Breast reduction surgery – the most common complaint.
Breast reduction surgery is the most common operation I perform. Which is perfect, because it’s also one of my favorite operations.
Why I love doing breast reduction surgery.
Breasts are integral to the female figure. They’re right out there, front and center. And how they look plays a significant part in a woman’s overall appearance. So it’s really satisfying to take a woman who is top-heavy and make her proportional. After breast reduction patients look like they’ve lost 10 pounds. (I only remove about 2-5 pounds of tissue, if you wondered.) Plus the surgery itself is really fun, because I get to create a perky, nicely-shaped breast.
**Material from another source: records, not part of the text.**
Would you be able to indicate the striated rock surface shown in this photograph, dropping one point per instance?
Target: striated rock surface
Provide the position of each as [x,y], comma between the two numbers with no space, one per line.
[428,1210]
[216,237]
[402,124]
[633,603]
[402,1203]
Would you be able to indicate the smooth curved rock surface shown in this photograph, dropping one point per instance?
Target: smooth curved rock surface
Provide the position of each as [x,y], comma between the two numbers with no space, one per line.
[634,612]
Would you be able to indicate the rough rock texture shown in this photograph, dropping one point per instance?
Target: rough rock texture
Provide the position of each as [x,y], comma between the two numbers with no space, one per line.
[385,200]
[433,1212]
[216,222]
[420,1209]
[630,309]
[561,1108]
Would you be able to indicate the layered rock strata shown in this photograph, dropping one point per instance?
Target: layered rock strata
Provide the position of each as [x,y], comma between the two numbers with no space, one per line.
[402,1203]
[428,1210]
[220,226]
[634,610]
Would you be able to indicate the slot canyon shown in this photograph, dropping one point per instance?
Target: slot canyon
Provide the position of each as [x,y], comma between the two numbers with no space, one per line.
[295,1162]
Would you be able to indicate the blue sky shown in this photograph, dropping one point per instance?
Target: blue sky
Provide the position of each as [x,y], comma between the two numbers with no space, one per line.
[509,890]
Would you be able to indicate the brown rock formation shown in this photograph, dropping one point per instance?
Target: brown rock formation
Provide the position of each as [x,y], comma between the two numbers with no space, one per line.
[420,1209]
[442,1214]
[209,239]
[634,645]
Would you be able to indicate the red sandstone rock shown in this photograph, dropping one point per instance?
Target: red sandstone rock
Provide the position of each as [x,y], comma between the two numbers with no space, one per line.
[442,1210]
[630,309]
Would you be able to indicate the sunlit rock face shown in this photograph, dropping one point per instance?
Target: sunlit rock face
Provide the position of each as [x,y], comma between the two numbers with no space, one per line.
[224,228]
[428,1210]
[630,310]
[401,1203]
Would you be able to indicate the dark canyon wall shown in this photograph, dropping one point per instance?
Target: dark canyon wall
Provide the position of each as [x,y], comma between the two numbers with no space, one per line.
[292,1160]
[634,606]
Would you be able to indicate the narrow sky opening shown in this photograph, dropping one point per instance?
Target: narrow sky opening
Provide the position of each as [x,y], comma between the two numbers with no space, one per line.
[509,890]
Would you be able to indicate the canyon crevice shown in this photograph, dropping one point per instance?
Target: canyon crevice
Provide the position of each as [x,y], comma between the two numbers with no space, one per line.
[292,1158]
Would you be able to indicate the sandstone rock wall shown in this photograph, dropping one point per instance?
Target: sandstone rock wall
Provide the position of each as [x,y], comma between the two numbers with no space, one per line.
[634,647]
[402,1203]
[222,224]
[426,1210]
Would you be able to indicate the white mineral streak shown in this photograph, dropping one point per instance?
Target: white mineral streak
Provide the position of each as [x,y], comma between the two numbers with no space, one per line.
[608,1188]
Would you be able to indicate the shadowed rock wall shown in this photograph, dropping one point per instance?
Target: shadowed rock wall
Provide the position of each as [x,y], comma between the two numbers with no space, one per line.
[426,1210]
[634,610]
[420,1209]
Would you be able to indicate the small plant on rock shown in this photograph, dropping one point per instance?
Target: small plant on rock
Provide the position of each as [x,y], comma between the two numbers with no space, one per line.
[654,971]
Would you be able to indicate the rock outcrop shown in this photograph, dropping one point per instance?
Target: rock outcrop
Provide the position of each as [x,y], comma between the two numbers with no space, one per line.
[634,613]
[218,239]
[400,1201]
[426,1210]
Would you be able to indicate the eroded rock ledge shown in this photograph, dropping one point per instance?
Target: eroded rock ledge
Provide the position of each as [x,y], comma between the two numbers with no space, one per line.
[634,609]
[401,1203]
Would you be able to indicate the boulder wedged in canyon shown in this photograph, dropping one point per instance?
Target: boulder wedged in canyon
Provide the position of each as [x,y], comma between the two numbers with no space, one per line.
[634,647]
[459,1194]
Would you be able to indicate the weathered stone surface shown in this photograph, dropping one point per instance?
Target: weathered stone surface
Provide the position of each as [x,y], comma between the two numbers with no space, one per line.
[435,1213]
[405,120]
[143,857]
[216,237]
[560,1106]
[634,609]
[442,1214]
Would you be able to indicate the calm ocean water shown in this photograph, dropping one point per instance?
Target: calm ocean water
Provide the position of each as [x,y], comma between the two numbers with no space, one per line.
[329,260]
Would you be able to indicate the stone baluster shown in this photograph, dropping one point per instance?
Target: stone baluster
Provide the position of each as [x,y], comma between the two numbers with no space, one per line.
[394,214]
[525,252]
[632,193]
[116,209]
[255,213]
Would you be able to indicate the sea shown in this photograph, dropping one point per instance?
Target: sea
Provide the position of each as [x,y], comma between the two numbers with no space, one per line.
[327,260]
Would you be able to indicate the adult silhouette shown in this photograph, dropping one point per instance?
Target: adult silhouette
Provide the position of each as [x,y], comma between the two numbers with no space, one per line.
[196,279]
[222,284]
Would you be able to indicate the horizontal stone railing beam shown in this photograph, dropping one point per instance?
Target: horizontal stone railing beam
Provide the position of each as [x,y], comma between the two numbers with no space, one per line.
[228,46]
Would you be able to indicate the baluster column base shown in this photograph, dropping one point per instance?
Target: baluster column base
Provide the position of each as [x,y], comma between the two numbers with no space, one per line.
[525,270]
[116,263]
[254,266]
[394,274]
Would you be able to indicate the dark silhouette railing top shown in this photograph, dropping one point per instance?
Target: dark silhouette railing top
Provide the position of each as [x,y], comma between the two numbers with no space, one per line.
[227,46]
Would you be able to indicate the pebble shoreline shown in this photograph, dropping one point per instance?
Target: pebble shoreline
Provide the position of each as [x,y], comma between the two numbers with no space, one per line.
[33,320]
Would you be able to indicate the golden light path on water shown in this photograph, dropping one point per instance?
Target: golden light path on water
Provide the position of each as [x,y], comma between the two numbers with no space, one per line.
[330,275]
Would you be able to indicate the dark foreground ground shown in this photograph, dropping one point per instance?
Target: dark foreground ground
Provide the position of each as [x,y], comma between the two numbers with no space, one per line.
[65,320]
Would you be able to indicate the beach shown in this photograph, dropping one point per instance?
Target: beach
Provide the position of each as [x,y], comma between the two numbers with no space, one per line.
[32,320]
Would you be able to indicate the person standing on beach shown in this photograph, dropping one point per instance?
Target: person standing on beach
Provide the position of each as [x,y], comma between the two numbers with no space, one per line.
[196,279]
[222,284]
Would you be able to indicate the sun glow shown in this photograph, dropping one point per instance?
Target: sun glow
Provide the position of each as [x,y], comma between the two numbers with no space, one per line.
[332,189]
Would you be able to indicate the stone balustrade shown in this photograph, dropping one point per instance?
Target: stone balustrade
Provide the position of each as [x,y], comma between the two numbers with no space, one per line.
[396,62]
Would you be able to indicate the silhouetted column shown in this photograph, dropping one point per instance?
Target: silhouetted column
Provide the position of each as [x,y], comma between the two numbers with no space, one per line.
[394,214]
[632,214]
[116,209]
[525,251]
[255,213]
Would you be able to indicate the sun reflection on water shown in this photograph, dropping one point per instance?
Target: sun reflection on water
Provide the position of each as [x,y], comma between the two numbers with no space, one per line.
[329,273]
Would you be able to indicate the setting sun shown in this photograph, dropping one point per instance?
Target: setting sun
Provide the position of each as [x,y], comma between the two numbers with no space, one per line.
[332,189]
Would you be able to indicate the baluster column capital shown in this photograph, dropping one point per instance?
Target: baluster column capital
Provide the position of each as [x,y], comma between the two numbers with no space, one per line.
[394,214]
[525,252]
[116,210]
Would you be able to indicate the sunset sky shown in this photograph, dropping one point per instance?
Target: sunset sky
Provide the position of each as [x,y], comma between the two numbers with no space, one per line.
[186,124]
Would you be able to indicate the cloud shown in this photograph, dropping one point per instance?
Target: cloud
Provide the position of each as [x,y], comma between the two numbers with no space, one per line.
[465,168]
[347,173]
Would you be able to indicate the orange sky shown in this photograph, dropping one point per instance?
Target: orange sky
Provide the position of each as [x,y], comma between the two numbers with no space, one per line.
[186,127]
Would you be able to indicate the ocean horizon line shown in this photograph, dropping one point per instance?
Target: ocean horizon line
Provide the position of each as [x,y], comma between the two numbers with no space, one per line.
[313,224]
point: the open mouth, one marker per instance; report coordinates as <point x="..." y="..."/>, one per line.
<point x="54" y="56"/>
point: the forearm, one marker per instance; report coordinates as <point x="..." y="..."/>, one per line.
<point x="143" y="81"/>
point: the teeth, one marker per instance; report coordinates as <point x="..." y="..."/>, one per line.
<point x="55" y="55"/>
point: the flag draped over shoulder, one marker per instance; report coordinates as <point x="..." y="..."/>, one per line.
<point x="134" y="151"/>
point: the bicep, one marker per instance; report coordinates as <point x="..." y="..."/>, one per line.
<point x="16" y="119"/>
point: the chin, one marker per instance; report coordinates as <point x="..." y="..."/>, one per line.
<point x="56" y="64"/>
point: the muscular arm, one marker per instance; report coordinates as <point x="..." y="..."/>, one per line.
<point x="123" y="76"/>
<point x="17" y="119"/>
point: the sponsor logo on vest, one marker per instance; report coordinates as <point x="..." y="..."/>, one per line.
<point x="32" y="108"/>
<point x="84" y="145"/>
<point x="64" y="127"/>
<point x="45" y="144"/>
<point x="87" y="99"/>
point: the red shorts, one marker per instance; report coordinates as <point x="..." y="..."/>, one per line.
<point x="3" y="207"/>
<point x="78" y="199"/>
Why patients love breast reduction surgery.
My breast reduction patients have several things in common. They get aches and pains in the upper back and neck from having the weight of their large breasts constantly pulling. They have trouble exercising because it’s impossible to find good support for very large breasts, even if you wear two sports bras. Many women get rashes and skin irritation in the crease under the breasts. Breast reduction surgery significantly improves all these symptoms, and makes it much easier to find shirts and bras that fit.
You may be surprised to learn that recovery after breast reduction isn’t terrible. No muscle is involved, so the pain is more of a deep soreness that gets better fairly quickly. I don’t leave drains after surgery, and my patients are able to shower only two days after surgery. Most of my patients take a week or less of work. They take prescription pain meds for the first couple days. After that Motrin or Advil is enough for pain control.
So why do patients complain after breast reduction surgery?
Because they waited so long! This is the number one complaint I hear after breast reduction, and it’s what I tell my younger patients who wonder if they’re too young for surgery.
There is no maximum age. I’ve done breast reduction on patients in their 80s, and they are thrilled. The most important risk factors are:
- Heart and lung disease that would make surgery unsafe
- Being very overweight (BMI>35)
- Smoking- I ask that patient quit 4 weeks prior to surgery, and for at least 4 weeks after surgery.
- Medications that slow healing, such steroids
- Diabetes- I require patients to have a HbA1c of 7 or less prior to surgery.
Having one or more of these risk factors doesn’t mean you can’t have surgery. But it does put you at higher risk of having healing problems or other complications.
Can you be too young for breast reduction surgery?
There are two reasons you may want to wait to have breast reduction surgery:
- Your breasts are still growing. If you’ve been wearing the same size bra for over a year, you’re good to go.
- Breastfeeding future children is very important to you. Breastfeeding is usually possible after breast reduction surgery, but any surgery on the breast can affect the success rate of breastfeeding. So if breastfeeding is something you really want to do, I recommend avoiding any breast surgery until after you’re done having children.